A civil trial over the alleged distribution of photos of the scene of a helicopter crash that killed Los Angeles Lakers’ star Kobe Bryant, his daughter, Gianna, and seven others opened Wednesday with attorneys saying the thought of those images being shared will “haunt’' the victims’ families forever.
Vanessa Bryant and Chris Chester — whose wife, Sarah, and daughter, Payton, were killed in the Jan. 26, 2020, crash, were in court as attorneys gave their opening statements, The Los Angeles Times reported.
Bryant, his daughter and other parents and players were flying to a girls’ basketball tournament when their chartered helicopter crashed in the Calabasas hills west of Los Angeles in fog. Federal safety officials blamed pilot error for the wreck,
First responders “took pictures of broken bodies,” Bryant’s attorney, Luis Li, told jurors. “They took close-ups of limbs, of burnt flesh. It shocks the conscience.”

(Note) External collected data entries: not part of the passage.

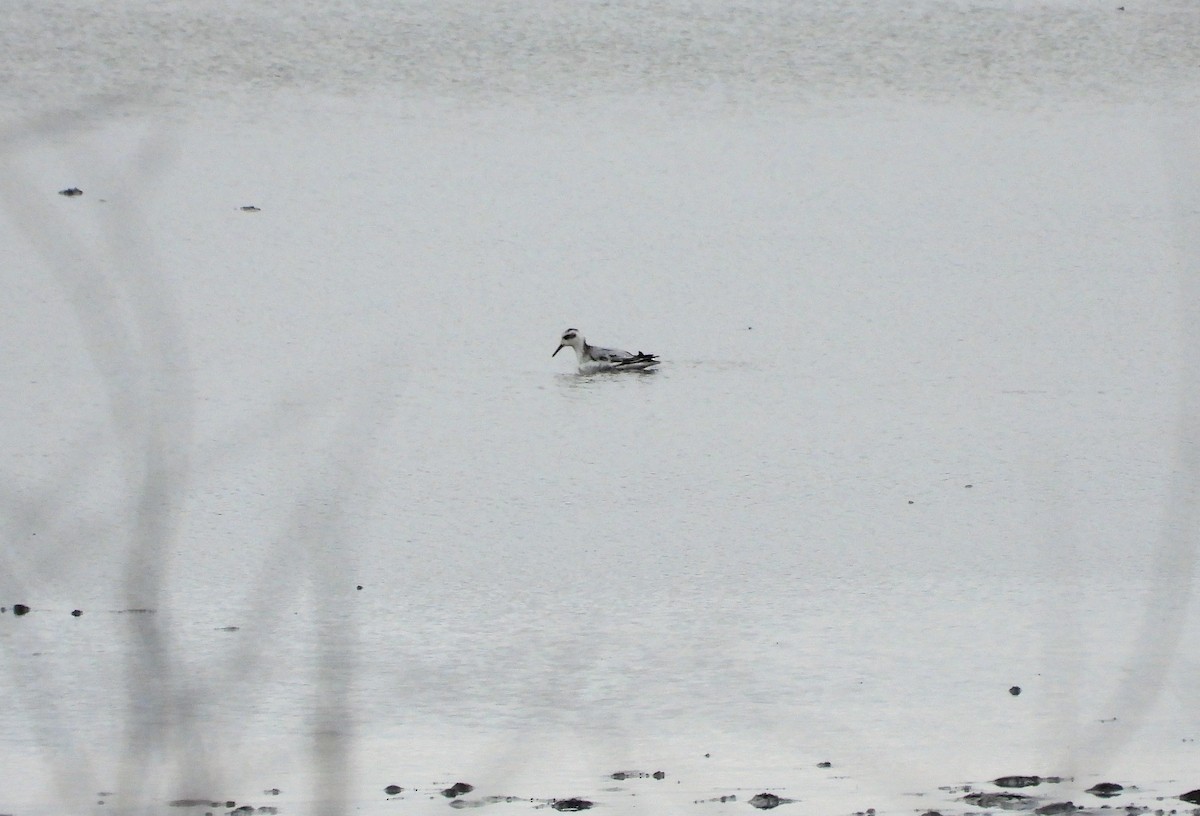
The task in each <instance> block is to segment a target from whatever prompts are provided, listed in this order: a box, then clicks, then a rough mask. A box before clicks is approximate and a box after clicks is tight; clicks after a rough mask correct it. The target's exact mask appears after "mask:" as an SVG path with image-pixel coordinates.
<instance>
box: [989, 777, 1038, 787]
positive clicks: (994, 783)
mask: <svg viewBox="0 0 1200 816" xmlns="http://www.w3.org/2000/svg"><path fill="white" fill-rule="evenodd" d="M1042 781H1043V780H1042V778H1040V776H1020V775H1014V776H1001V778H1000V779H994V780H991V784H992V785H995V786H996V787H1032V786H1034V785H1040V784H1042Z"/></svg>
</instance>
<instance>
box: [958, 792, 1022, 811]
mask: <svg viewBox="0 0 1200 816" xmlns="http://www.w3.org/2000/svg"><path fill="white" fill-rule="evenodd" d="M962 800H964V802H968V803H971V804H973V805H974V806H976V808H1000V809H1001V810H1032V809H1033V805H1034V804H1037V800H1036V799H1034V798H1033V797H1028V796H1025V794H1024V793H982V792H980V793H967V794H966V796H965V797H962Z"/></svg>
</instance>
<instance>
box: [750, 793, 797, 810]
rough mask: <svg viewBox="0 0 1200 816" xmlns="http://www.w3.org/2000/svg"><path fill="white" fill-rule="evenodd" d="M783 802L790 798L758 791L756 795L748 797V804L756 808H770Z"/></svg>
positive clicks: (760, 809)
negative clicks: (783, 797)
mask: <svg viewBox="0 0 1200 816" xmlns="http://www.w3.org/2000/svg"><path fill="white" fill-rule="evenodd" d="M785 802H791V799H784V798H782V797H778V796H775V794H774V793H758V794H757V796H752V797H750V806H751V808H757V809H758V810H770V809H772V808H778V806H779V805H781V804H784V803H785Z"/></svg>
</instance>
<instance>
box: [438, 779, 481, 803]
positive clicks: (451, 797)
mask: <svg viewBox="0 0 1200 816" xmlns="http://www.w3.org/2000/svg"><path fill="white" fill-rule="evenodd" d="M474 790H475V786H474V785H468V784H467V782H455V784H454V785H451V786H450V787H448V788H446V790H444V791H442V796H444V797H445V798H448V799H452V798H455V797H456V796H462V794H463V793H470V792H472V791H474Z"/></svg>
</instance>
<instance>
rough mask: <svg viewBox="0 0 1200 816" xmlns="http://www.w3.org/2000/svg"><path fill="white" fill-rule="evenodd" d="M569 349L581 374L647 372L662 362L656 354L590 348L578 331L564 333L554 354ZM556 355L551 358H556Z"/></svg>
mask: <svg viewBox="0 0 1200 816" xmlns="http://www.w3.org/2000/svg"><path fill="white" fill-rule="evenodd" d="M568 347H570V348H574V349H575V354H576V356H577V358H578V362H580V373H581V374H594V373H595V372H598V371H646V370H647V368H652V367H654V366H656V365H659V362H660V360H659V358H658V355H656V354H646V353H643V352H638V353H637V354H634V353H632V352H624V350H622V349H619V348H600V347H599V346H588V342H587V341H586V340H583V335H581V334H580V330H578V329H568V330H566V331H564V332H563V336H562V338H560V342H559V343H558V348H556V349H554V354H558V353H559V352H562V350H563V349H564V348H568ZM554 354H551V355H550V356H554Z"/></svg>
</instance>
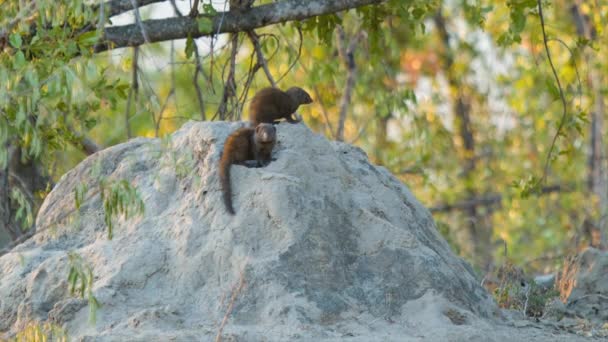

“She will be haunted by what they did forever,” Li said.
According to Bryant, photos of her dead husband and daughter were shared by people who had no reason to take photos at the crash scene, Sports Illustrated reported.
Bryant’s attorneys said the photos were shared between a sheriff’s deputy and a bartender and shown to some at a firefighters’ awards gala.
Neither Bryant nor Chester ever saw the shared photos, their attorneys said, but they live in fear that someday they will.
Los Angeles County Sheriff Alex Villanueva learned that photos were being shared from a person who was in the bar where a young deputy sheriff had shown them to a bartender. He offered deputies amnesty from discipline if they came clean and deleted the photos.
“Those pictures are nowhere,” Mira Hashmall, a lawyer representing the county, told the jury, adding that they were never published online or in the media or seen by the families.
The case grew out of a Times investigation showing deputies had shared graphic photos of the crash scene.
Since the crash, California legislators passed a law that makes it a crime for first responders to take unauthorized photos of deceased people at the scene of an accident or crime.